On Monday, November 27, 2017, the northern Genesee County loop set of municipalities began receiving water from the Karegnondi Water Authority pipeline treated by Genesee County Drain Commission Water and Waste Division.

==Geography==
According to the United States Census Bureau, the township has a total area of 31.5 sqmi, of which, 31.4 sqmi of it is land and 0.04 sqmi of it (0.13%) is water.

The township is served by the Flint Mass Transportation Authority bus lines. In addition, I-75, I-475 and M-54 run through the township.
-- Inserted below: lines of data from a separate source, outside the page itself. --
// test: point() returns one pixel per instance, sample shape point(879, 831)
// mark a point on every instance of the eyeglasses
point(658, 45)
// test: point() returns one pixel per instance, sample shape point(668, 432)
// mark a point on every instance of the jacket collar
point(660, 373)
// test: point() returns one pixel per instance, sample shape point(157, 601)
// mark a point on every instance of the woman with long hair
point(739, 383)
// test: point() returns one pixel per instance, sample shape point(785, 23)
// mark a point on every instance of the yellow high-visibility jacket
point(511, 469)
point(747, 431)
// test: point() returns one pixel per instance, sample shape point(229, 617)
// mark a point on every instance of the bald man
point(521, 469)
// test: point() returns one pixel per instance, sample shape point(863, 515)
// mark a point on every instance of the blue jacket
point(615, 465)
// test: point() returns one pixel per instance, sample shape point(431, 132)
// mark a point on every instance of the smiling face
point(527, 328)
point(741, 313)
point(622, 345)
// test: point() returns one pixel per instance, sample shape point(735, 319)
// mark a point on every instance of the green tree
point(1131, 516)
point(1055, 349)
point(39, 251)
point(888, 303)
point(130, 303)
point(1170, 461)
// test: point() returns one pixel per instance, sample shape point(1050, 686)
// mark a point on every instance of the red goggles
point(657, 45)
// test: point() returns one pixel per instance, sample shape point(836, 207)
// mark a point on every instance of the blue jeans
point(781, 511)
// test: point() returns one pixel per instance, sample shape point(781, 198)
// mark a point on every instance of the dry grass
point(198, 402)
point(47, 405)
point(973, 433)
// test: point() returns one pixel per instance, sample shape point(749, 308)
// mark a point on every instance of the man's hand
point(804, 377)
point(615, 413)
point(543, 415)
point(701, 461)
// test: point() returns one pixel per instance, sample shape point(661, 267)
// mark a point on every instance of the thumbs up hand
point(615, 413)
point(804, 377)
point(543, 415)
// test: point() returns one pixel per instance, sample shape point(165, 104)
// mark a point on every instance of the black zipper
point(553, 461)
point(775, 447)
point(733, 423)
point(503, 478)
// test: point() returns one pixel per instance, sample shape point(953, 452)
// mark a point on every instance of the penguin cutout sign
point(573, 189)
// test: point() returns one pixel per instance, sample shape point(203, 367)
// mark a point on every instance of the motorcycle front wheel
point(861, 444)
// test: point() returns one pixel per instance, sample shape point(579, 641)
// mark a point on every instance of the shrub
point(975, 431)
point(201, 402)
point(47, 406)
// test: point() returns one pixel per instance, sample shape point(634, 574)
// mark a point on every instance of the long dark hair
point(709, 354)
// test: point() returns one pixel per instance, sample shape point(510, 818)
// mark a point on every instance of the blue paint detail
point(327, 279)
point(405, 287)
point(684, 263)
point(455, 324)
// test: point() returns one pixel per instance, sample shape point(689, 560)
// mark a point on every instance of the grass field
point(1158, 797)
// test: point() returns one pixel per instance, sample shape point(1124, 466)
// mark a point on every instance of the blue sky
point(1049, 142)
Despite its name, there are no mountains in the township. It was named after Mount Morris, New York on the Genesee River.

==Demographics==
As of the census of 2000, there were 23,725 people, 8,815 households, and 6,355 families residing in the township. The population density was 754.7 PD/sqmi. There were 9,521 housing units at an average density of 302.9 /sqmi. The racial makeup of the township was 54.54% White, 40.15% African American, 0.62% Native American, 0.26% Asian, 0.04% Pacific Islander, 1.26% from other races, and 3.13% from two or more races. Hispanic or Latino of any race were 3.04% of the population.

There were 8,815 households, out of which 35.2% had children under the age of 18 living with them, 43.6% were married couples living together, 23.0% had a female householder with no husband present, and 27.9% were non-families. 23.5% of all households were made up of individuals, and 8.5% had someone living alone who was 65 years of age or older. The average household size was 2.68 and the average family size was 3.13.
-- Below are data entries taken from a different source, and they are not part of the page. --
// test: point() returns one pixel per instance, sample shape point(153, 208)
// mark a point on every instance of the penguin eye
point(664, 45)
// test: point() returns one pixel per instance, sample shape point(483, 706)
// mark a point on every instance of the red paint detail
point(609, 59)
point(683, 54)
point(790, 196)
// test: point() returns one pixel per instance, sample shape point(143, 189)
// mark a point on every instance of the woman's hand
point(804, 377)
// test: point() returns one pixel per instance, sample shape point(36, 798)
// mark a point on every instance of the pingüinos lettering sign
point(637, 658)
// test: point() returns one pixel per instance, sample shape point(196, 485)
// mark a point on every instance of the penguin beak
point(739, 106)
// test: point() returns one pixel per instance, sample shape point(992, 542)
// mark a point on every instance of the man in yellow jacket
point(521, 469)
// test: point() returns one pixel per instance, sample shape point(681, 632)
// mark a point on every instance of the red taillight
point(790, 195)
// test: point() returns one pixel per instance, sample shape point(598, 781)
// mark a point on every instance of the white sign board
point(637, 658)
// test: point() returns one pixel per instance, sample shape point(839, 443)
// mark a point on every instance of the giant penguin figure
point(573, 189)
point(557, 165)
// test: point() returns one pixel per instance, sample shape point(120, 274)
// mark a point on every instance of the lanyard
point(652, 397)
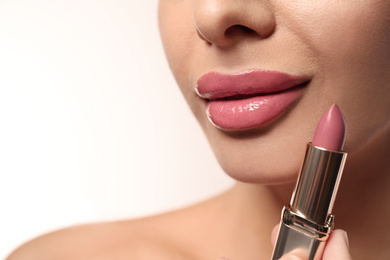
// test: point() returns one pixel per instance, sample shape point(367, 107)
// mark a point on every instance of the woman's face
point(339, 49)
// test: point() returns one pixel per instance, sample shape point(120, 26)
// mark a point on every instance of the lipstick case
point(307, 222)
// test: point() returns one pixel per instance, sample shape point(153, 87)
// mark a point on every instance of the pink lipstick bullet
point(307, 221)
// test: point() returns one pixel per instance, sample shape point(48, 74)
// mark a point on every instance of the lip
point(248, 99)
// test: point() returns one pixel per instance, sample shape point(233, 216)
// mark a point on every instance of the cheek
point(180, 42)
point(351, 42)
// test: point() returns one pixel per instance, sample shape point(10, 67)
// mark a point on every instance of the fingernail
point(290, 257)
point(346, 239)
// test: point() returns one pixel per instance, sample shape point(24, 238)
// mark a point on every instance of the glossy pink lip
point(248, 99)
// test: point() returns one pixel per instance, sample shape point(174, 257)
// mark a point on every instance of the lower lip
point(253, 112)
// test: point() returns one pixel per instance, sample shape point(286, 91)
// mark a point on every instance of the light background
point(92, 124)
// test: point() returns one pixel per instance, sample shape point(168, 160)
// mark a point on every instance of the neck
point(361, 206)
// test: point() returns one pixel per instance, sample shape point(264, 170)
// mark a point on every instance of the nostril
point(238, 29)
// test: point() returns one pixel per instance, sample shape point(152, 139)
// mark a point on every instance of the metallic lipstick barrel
point(307, 222)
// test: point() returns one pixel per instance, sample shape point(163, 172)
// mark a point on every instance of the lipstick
point(248, 99)
point(307, 221)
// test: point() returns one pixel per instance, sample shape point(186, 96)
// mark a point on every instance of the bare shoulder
point(135, 239)
point(162, 237)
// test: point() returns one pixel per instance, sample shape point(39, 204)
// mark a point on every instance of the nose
point(225, 22)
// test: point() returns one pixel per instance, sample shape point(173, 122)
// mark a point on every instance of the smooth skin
point(344, 47)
In the township, the population was spread out, with 30.1% under the age of 18, 8.9% from 18 to 24, 27.4% from 25 to 44, 22.0% from 45 to 64, and 11.6% who were 65 years of age or older. The median age was 34 years. For every 100 females, there were 91.5 males. For every 100 females age 18 and over, there were 85.5 males.
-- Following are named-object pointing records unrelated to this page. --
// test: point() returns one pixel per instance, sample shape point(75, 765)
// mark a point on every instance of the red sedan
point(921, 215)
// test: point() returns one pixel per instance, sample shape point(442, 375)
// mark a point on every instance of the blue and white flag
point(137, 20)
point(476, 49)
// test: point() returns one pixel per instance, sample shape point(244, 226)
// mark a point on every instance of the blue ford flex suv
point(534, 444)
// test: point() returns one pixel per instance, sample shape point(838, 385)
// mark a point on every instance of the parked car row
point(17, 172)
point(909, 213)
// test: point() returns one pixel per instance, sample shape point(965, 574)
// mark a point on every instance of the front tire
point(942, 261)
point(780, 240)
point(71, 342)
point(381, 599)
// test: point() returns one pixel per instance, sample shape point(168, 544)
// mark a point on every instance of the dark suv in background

The median income for a household in the township was $36,069, and the median income for a family was $38,899. Males had a median income of $35,482 versus $25,886 for females. The per capita income for the township was $17,161. About 14.3% of families and 18.3% of the population were below the poverty line, including 29.3% of those under age 18 and 5.9% of those age 65 or over.

==Government==
The township receives water from the Karegnondi Water Authority pipeline treated by Genesee County Drain Commission Water and Waste Division except for the Beecher community which is served by the Beecher Metropolitan District.
The township is served by Flushing Community Schools, Clio Area School District, Mount Morris Consolidated Schools, Beecher Community School District and Westwood Heights Schools.

==Media==
The studios and offices of television stations WSMH, WEYI-TV, and WBSF are in a shared building located in the township.

==Highways==
- Interstate 75 and U.S. 23 concurrently run north and south through the township.
- Interstate 475 runs east and west through the township, but is signed as north and south.